Bonnie stretched her left arm out to look at it. “I know, it’s kind of ugly, isn’t it? My grandmother gave it to me this summer, though, and she told me never to take it off. It’s supposed to protect me against all kinds of things.”
“Because she and your cousin and you are all psychic.” Meredith said teasingly.
Bonnie shrugged. “It’s all about the druids. Which is why we should have them in the Haunted House. For one thing, they did human sacrifice, and we could have, like, a standing stone and a big knife … Elena? Where are you going?”
Elena wasn’t listening anymore. Without even thinking about it, she stood up from the table and walked out first the cafeteria doors and then the doors of the school. No one stopped her as she strode between the temporary trailer classrooms and through the parking lot.
She felt hot and angry, fuming as she stomped down the sidewalk away from the school. Damon had attacked Meredith. Matt. Even Caroline. And he’d tried to feed on Bonnie as well.
Bonnie was safe. For now. As long as she didn’t take that bracelet off and Damon didn’t decide that just grabbing her and feeding off her without first compelling her was just as good.
Elena had kissed Stefan once. Once. And her friends had had nothing to do with it.
She was tired of playing games.
When she reached the graveyard, Elena hesitated for a moment, staring through the fence. The day was cloudy, and the cemetery looked gray and gloomy. Beyond the ruined church, she could see the branches of the uprooted tree, pointing skyward.
As she passed through the gate, a cold wind began to blow, whistling in Elena’s ears and whipping her hair against her face. She turned toward the well-kept, modern part of the cemetery with its neat rows of granite and marble tombstones. For this confrontation, Elena instinctively felt that it would be comforting to have her parents nearby.
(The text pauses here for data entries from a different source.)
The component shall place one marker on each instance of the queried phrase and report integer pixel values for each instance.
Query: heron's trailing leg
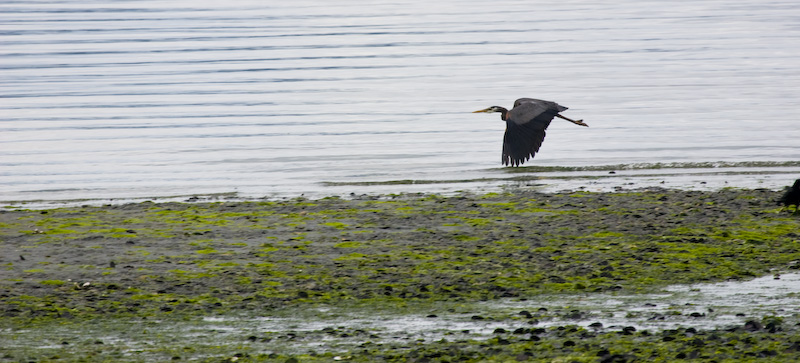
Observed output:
(579, 122)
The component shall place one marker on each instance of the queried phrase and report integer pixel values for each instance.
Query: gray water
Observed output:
(139, 99)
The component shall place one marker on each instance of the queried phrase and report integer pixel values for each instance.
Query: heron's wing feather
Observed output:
(522, 141)
(548, 104)
(526, 112)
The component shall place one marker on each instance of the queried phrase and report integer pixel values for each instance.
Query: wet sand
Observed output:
(178, 261)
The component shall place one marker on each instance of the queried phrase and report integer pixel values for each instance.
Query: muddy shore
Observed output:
(184, 261)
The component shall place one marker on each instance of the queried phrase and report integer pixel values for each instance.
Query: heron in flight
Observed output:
(791, 196)
(525, 125)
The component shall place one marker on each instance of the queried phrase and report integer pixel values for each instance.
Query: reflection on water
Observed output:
(147, 98)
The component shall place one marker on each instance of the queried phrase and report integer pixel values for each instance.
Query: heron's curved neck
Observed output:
(503, 113)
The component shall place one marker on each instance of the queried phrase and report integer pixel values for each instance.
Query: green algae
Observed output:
(188, 259)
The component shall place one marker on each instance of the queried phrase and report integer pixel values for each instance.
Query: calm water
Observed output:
(134, 99)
The cemetery was empty and still. As Elena crossed it, the wind came with her, piles of dry leaves rising up into the air as she passed. She stopped by her parents’ grave and rested a hand on the cool gray granite of their stone, gathering her strength. “Help me, Mom and Dad,” she murmured. Anger was still simmering inside her, black and hot.
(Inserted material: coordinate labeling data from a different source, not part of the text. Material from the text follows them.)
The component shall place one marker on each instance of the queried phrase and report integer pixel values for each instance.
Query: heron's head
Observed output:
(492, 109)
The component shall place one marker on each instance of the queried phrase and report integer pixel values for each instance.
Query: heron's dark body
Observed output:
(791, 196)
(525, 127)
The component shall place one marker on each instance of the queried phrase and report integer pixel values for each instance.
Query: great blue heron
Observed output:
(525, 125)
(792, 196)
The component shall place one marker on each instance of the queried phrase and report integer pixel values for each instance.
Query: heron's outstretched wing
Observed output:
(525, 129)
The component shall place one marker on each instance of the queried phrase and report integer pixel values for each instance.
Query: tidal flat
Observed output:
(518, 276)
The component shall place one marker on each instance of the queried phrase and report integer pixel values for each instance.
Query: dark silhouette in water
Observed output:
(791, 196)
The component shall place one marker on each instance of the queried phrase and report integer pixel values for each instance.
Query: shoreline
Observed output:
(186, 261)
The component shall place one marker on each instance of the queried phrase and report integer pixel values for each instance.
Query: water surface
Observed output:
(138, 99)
Elena spun around, searching between the headstones. She knew he was there, somewhere, watching her. It didn’t matter that the bond between them had been severed, she could feel him.
She gathered her breath and shouted, into the wind. “Damon!”
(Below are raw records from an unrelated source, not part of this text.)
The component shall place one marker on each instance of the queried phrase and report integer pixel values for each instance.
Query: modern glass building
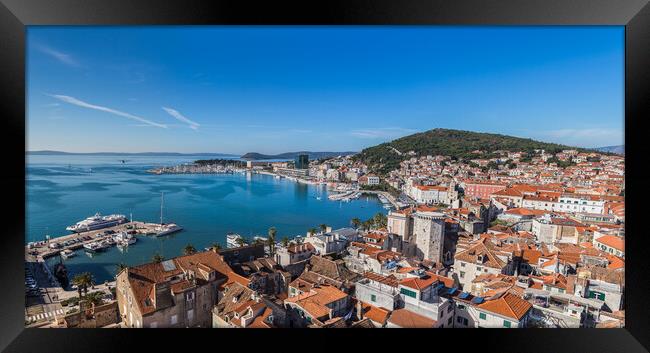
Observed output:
(302, 161)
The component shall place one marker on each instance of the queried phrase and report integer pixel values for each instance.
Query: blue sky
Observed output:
(279, 89)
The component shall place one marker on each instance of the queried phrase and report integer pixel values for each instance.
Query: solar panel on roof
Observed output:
(169, 265)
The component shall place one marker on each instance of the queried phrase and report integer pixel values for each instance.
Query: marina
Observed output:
(204, 208)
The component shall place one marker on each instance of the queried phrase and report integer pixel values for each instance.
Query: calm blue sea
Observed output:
(64, 189)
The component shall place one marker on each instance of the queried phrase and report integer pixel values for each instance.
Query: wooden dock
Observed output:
(41, 252)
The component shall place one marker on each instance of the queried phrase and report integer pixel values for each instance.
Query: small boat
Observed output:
(164, 229)
(169, 228)
(232, 240)
(124, 239)
(67, 253)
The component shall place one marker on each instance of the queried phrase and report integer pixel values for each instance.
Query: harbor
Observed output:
(66, 245)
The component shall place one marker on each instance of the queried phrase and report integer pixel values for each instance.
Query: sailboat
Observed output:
(165, 229)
Nothing. A memory of doing this once before had her turning on the spot, looking over her own shoulder, only to see no one there.
“Damon!” she shouted again. “I know you’re there!”
Icy wind blew straight into Elena’s face, making her flinch. When she opened her eyes, she found herself staring across the graveyard at a grove of beech trees, their leaves bright yellow and red against the grayness of the sky. Something dark moved in the shadows between their trunks.
Elena blinked. The blackness was coming closer, its shape resolving into a black-clad figure. Golden leaves blew around him, parting as he stepped forward to the edge of the grove, and his pale features became clearer.
Damon, of course.
He stayed where he was, watching Elena calmly as she hurried toward him. She almost slipped in the grass, catching herself against a tombstone, and heat rose in her cheeks. She didn’t want to seem vulnerable in front of Damon. Whatever game he was playing, she would need all the advantages she could get.
“What do you think you’re doing?” she snapped when she reached him, slightly out of breath.
Damon flashed her a bright, insincere smile. “I came when you called, Princess,” he said. “I could ask you the same thing. Everything’s wonderful.” He hissed the words, his lips curling into a cruel smile, the same words he’d primed Matt and Caroline and probably Meredith with, and her anger flared up, hot inside her. Elena’s hand flew out and she slapped Damon hard across the face.